Pläne ähneln Dekret des Präsidenten - Demokraten wollen weitergehende Maßnahmen

Einen Tag nach einem Dekret von US-Präsident Donald Trump für Reformen bei der Polizei haben seine Republikaner im Kongress einen ähnlichen Gesetzentwurf vorgelegt. Eine Gruppe republikanischer Senatoren stellte am Mittwoch den Text vor, der untere anderem Anreize für Polizeibehörden vorsieht, umstrittene Würgegriffe zu verbannen. Wie bei Trumps Dekret wird die Vergabe von Bundesmitteln als Druckmittel eingesetzt. Der republikanische Senator Tim Scott sagte, dies bedeute de facto eine Verbannung von Würgegriffen.

Die Republikaner wollen auch das Deeskalationstraining von Polizisten ausbauen. Zudem sollen alle Todesfälle, in die Polizisten involviert sind, der Bundespolizei FBI gemeldet werden. Die Republikaner, die im Senat die Mehrheit stellen, streben für die kommende Woche eine Abstimmung über den Gesetzestext in der Kongresskammer an.

Den oppositionellen Demokraten und Bürgerrechtsorganisationen gehen die Vorschläge aber nicht weit genug. Die Demokraten wollen Würgegriffe unter anderem landesweit verbieten, und nicht nur Anreize für die Polizeibehörden für eine Verbannung schaffen. Außerdem wollen die Demokraten durchsetzen, dass Polizisten bei einem schweren Fehlverhalten leichter zur Rechenschaft gezogen werden können.

Sie wollen dafür unter anderem die sogenannte qualifizierte Immunität abschaffen, die Zivilklagen von Opfern von Polizeigewalt erschwert. Das wiederum wird von den Republikanern und vom Weißen Haus abgelehnt. Die Demokraten haben im Repräsentantenhaus, in dem sie in der Mehrheit sind, einen eigenen Gesetzentwurf vorgelegt. Unklar ist, ob sich die beiden Parteien letztlich auf eine gemeinsame Gesetzesreform werden einigen können.

Der Druck ist groß: In den USA protestieren Demonstranten seit Wochen gegen Polizeigewalt und fordern tiefgreifende Veränderungen bei den Sicherheitskräften. Auslöser war der Tod des Afroamerikaners George Floyd bei einem brutalen Polizeieinsatz in Minneapolis Ende Mai. Ein weißer Polizist hatte dem 46-Jährigen nach dessen Festnahme fast neun Minuten lang das Knie auf den Nacken gedrückt.

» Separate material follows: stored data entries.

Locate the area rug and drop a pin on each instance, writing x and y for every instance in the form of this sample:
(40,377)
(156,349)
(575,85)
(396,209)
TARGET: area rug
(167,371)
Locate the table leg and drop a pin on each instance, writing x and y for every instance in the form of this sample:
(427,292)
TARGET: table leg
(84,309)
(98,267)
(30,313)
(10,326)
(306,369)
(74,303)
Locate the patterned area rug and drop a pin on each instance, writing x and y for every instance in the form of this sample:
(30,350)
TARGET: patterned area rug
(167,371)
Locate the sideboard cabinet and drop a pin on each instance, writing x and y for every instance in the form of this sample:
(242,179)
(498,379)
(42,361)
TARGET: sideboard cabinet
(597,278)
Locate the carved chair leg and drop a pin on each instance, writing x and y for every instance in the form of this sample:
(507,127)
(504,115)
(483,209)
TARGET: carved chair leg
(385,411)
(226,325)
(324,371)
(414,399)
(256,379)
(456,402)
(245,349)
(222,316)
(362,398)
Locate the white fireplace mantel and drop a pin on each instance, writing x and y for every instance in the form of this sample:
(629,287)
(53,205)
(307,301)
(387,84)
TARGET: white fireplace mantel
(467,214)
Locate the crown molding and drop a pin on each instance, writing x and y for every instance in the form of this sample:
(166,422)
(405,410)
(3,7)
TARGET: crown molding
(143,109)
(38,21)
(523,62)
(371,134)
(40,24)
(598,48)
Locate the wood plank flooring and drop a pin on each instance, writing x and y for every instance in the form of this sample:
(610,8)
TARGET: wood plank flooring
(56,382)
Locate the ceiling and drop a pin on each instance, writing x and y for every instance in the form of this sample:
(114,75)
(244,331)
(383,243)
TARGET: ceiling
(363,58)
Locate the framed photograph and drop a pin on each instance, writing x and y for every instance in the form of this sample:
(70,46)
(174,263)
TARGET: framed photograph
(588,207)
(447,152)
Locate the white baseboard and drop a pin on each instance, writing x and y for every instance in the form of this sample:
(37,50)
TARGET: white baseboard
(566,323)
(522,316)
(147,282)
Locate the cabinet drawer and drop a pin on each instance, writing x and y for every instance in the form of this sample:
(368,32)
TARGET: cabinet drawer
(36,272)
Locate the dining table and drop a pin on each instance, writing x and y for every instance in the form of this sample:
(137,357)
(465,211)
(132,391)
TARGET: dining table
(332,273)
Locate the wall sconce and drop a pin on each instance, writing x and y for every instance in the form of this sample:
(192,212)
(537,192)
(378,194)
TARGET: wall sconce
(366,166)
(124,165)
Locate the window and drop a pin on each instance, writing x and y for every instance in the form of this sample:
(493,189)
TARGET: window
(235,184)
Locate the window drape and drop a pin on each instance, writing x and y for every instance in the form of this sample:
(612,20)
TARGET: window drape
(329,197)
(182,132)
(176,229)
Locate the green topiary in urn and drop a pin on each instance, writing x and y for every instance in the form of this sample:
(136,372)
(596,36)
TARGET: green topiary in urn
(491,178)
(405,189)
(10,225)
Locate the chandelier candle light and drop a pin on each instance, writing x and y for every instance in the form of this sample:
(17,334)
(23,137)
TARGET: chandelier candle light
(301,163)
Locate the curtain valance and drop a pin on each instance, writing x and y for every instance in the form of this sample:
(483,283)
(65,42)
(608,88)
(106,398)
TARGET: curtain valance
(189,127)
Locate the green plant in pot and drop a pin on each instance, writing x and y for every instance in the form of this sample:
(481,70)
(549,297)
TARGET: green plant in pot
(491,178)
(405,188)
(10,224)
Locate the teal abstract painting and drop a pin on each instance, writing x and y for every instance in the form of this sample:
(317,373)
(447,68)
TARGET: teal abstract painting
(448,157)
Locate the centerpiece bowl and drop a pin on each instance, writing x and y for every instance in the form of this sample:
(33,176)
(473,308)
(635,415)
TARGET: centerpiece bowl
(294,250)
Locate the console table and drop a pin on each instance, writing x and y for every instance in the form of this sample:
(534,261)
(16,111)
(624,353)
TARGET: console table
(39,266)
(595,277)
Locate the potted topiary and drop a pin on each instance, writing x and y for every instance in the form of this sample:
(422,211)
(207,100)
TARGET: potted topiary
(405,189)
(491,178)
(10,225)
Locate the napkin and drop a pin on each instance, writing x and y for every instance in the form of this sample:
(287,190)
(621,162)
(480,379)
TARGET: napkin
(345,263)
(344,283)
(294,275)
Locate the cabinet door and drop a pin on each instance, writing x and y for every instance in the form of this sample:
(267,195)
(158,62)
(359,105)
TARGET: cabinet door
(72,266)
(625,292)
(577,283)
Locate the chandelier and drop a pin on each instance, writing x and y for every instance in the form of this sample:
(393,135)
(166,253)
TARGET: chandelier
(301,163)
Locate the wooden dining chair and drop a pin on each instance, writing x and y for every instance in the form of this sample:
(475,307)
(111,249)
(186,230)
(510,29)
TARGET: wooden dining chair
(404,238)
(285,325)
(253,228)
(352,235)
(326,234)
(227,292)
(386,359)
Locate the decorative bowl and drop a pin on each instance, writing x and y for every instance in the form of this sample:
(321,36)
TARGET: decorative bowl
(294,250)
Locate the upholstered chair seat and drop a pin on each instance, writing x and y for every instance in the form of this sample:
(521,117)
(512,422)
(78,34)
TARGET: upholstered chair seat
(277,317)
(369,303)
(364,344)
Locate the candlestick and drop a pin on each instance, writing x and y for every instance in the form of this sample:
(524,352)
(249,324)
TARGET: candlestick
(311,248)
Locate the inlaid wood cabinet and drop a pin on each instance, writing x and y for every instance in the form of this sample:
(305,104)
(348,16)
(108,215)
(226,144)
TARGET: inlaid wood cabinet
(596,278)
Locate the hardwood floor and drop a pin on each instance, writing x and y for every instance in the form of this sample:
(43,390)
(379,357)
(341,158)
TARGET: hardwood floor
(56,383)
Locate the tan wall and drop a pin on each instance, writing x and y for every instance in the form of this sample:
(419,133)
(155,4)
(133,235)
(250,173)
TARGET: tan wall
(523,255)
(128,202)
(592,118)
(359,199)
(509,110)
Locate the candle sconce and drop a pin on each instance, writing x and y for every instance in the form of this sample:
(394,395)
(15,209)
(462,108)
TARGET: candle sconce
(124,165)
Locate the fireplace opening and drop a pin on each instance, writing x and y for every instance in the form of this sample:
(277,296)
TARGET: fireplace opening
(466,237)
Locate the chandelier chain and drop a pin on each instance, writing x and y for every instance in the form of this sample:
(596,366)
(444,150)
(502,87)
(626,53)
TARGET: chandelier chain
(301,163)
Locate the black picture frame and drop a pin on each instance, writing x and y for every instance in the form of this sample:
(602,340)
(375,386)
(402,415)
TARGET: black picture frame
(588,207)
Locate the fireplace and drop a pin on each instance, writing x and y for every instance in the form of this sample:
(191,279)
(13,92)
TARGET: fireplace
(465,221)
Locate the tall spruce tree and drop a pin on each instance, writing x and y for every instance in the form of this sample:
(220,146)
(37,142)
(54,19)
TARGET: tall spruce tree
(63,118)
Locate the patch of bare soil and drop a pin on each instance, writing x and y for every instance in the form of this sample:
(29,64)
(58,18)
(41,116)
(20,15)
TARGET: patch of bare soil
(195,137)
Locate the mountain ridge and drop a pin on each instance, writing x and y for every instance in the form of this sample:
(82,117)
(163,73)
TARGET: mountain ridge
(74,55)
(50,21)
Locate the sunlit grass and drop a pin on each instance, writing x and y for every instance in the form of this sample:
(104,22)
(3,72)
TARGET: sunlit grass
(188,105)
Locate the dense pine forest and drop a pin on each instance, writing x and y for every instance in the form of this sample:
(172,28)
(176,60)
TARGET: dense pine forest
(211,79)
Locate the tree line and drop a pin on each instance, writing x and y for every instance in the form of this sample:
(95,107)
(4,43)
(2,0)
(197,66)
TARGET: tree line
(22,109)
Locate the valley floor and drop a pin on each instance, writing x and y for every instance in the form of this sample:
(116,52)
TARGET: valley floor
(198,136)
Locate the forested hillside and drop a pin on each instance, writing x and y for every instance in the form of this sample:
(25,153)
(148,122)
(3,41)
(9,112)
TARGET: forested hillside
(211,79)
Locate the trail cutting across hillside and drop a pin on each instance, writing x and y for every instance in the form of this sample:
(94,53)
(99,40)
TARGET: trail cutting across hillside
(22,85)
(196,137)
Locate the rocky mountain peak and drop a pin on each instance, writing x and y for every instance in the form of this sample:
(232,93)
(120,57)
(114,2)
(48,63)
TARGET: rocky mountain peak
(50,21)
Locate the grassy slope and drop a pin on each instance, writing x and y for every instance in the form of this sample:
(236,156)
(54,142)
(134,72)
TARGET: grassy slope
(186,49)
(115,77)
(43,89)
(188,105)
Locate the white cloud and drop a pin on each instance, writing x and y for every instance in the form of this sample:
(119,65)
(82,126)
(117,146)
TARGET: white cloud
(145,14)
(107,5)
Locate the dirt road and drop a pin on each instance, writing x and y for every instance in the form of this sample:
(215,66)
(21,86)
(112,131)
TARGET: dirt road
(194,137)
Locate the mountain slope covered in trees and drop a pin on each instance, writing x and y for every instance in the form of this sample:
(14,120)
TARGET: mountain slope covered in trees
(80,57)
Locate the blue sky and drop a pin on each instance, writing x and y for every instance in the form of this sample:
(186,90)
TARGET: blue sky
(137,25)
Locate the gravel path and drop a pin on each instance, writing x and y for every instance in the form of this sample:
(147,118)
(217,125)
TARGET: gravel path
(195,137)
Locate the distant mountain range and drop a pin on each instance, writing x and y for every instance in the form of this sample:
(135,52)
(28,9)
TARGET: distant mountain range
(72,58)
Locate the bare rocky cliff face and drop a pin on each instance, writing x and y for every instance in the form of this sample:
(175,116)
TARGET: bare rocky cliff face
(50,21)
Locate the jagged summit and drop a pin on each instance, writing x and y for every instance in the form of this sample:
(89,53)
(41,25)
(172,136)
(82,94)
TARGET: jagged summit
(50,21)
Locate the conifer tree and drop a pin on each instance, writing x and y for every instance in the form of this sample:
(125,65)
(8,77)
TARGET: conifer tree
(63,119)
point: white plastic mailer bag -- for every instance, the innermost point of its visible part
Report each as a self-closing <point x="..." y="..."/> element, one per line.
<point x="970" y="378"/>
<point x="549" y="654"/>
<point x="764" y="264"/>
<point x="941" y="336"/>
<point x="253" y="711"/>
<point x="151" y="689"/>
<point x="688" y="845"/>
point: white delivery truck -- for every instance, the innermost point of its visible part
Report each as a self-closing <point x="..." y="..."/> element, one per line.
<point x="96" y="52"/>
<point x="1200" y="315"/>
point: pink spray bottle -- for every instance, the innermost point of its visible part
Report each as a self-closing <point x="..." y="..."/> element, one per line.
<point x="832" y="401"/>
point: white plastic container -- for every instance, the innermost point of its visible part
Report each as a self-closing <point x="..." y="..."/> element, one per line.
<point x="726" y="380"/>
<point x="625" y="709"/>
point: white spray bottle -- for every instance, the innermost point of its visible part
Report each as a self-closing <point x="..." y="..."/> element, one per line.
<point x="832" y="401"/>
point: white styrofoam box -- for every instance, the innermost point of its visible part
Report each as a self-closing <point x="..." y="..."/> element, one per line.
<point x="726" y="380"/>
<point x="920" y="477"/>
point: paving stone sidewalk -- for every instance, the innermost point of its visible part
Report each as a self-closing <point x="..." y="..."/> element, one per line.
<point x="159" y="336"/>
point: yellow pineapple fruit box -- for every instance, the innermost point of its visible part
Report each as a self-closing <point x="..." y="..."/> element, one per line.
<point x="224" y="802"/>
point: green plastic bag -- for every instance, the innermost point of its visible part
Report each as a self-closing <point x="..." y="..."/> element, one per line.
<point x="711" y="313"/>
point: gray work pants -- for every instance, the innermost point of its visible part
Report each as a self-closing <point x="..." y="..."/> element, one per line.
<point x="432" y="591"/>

Ende vergangener Woche sorgten dann tödliche Polizeischüsse auf einen Afroamerikaner in der Großstadt Atlanta für Empörung. Ein weißer Polizist schoss dem Schwarzen Rayshard Brooks, der sich seiner Festnahme entziehen wollte, zwei Mal in den Rücken. Die Justiz könnte noch am Mittwoch entscheiden, ob der inzwischen entlassene Polizist formell beschuldigt wird.